Cannot sustain a master node - logs flooded with "Did not find meta info of this node. Re-registering"

I’m running a Graylog cluster with 2 nodes, and recently upgraded from 3.3.8 to 4.0.1. After the upgrade, the cluster is unable to sustain the node status.

The System/Nodes view is inconsistent, sometimes showing one node, both or neither at any moment. Nodes are coming and going very quickly, but they are running and are able to ingest logs normally. Reducing the cluster size to a single node makes the problem go away, but I need the redundancy.

Once the second node is started, the first node is flooded with these log messages that repeat every second.

 2021-01-14 07:16:23,502 WARN    [NodePingThread] - Did not find meta info of this node. Re-registering. - {}                                                                                                      
 2021-01-14 07:16:24,502 WARN    [NodePingThread] - Did not find meta info of this node. Re-registering. - {}                                                                                                      
 2021-01-14 07:16:25,502 WARN    [NodePingThread] - Did not find meta info of this node. Re-registering. - {}                                                                                                      
 2021-01-14 07:16:26,502 WARN    [NodePingThread] - Did not find meta info of this node. Re-registering. - {}                                                                                                      
 2021-01-14 07:16:27,502 WARN    [NodePingThread] - Did not find meta info of this node. Re-registering. - {}                                                                                                      
 2021-01-14 07:16:32,067 WARN    [NodePingThread] - Did not find meta info of this node. Re-registering. - {}                                                                                                      
 2021-01-14 07:16:37,066 WARN    [NodePingThread] - Did not find meta info of this node. Re-registering. - {}                                                                                                      
 2021-01-14 07:16:38,067 WARN    [NodePingThread] - Did not find meta info of this node. Re-registering. - {}                                                                                                      
 2021-01-14 07:16:39,069 WARN    [NodePingThread] - Did not find meta info of this node. Re-registering. - {}                                                                                                      
 2021-01-14 07:16:40,067 WARN    [NodePingThread] - Did not find meta info of this node. Re-registering. - {}                                                                                                      
 2021-01-14 07:16:41,067 WARN    [NodePingThread] - Did not find meta info of this node. Re-registering. - {}                                                                                                      
 2021-01-14 07:16:42,067 WARN    [NodePingThread] - Did not find meta info of this node. Re-registering. - {}                                                                                                      
 2021-01-14 07:16:43,067 WARN    [NodePingThread] - Did not find meta info of this node. Re-registering. - {}                                                                                                      
 2021-01-14 07:16:44,067 WARN    [NodePingThread] - Did not find meta info of this node. Re-registering. - {}                                                                                                      
 2021-01-14 07:16:45,072 WARN    [NodePingThread] - Did not find meta info of this node. Re-registering. - {}                                                                                                      
 2021-01-14 07:16:46,067 WARN    [NodePingThread] - Did not find meta info of this node. Re-registering. - {}                                                                                                      
 2021-01-14 07:16:47,067 WARN    [NodePingThread] - Did not find meta info of this node. Re-registering. - {}                                                                                                      
 2021-01-14 07:16:48,067 WARN    [NodePingThread] - Did not find meta info of this node. Re-registering. - {}                                                                                                      
 2021-01-14 07:16:49,067 WARN    [NodePingThread] - Did not find meta info of this node. Re-registering. - {}                                                                                                      
 2021-01-14 07:16:50,067 WARN    [NodePingThread] - Did not find meta info of this node. Re-registering. - {}                                                                                                      

I have found discussions that point to clock skews between servers. That has been checked and all hosts are ntp synchronized.

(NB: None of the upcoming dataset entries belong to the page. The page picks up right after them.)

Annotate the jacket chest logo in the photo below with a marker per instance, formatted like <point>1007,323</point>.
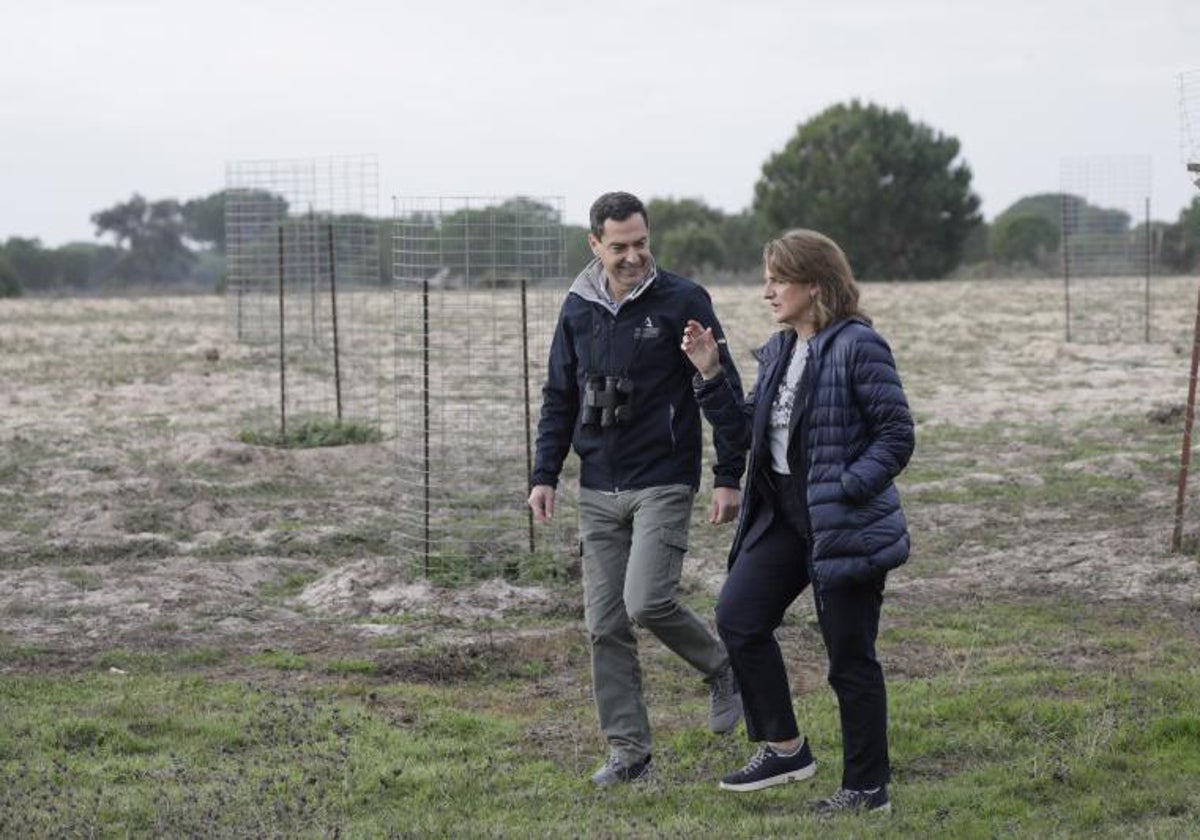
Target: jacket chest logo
<point>647,330</point>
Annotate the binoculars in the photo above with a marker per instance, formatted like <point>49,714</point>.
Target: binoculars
<point>607,401</point>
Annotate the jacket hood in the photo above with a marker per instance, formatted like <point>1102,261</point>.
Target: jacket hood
<point>592,286</point>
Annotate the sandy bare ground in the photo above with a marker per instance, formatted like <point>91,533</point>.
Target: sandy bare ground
<point>131,516</point>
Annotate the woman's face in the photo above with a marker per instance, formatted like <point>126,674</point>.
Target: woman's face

I can watch the mongodb collection in realtime and the node keeps being deleted and reinserted every second.

Aside from clock skews and memory GC delays, which I ruled out, anything else could be causing this?

Thank you.

Hi there,

Offhand, I’m not sure what would cause this. Do you have any sort of monitoring for these nodes (e.g., resource, network, etc.)? Are you seeing anything in terms of resource utilization that seems out of whack?

Thank you aaronsachs. I was able to find the root cause of this.

Turns out, my config had stale_master_timeout=30 without realizing this value is measured in milliseconds. I was assuming that meant 30s and it should be 30000.

Even with clocks synced, 30ms is way too short for the nodes to keep up.

As a reminder to anyone having issues with node status updates, the code that does the update sends an UPDATE query to mongodb with a filter condition based on an offset of the current timestamp (stale_master_timeout).

That means the record update will not happen if it was already sent too recently. It will be replaced if it is older than stale_master_timeout. So that’s what that value means for Graylog internally.

1 Like

This topic was automatically closed 14 days after the last reply. New replies are no longer allowed.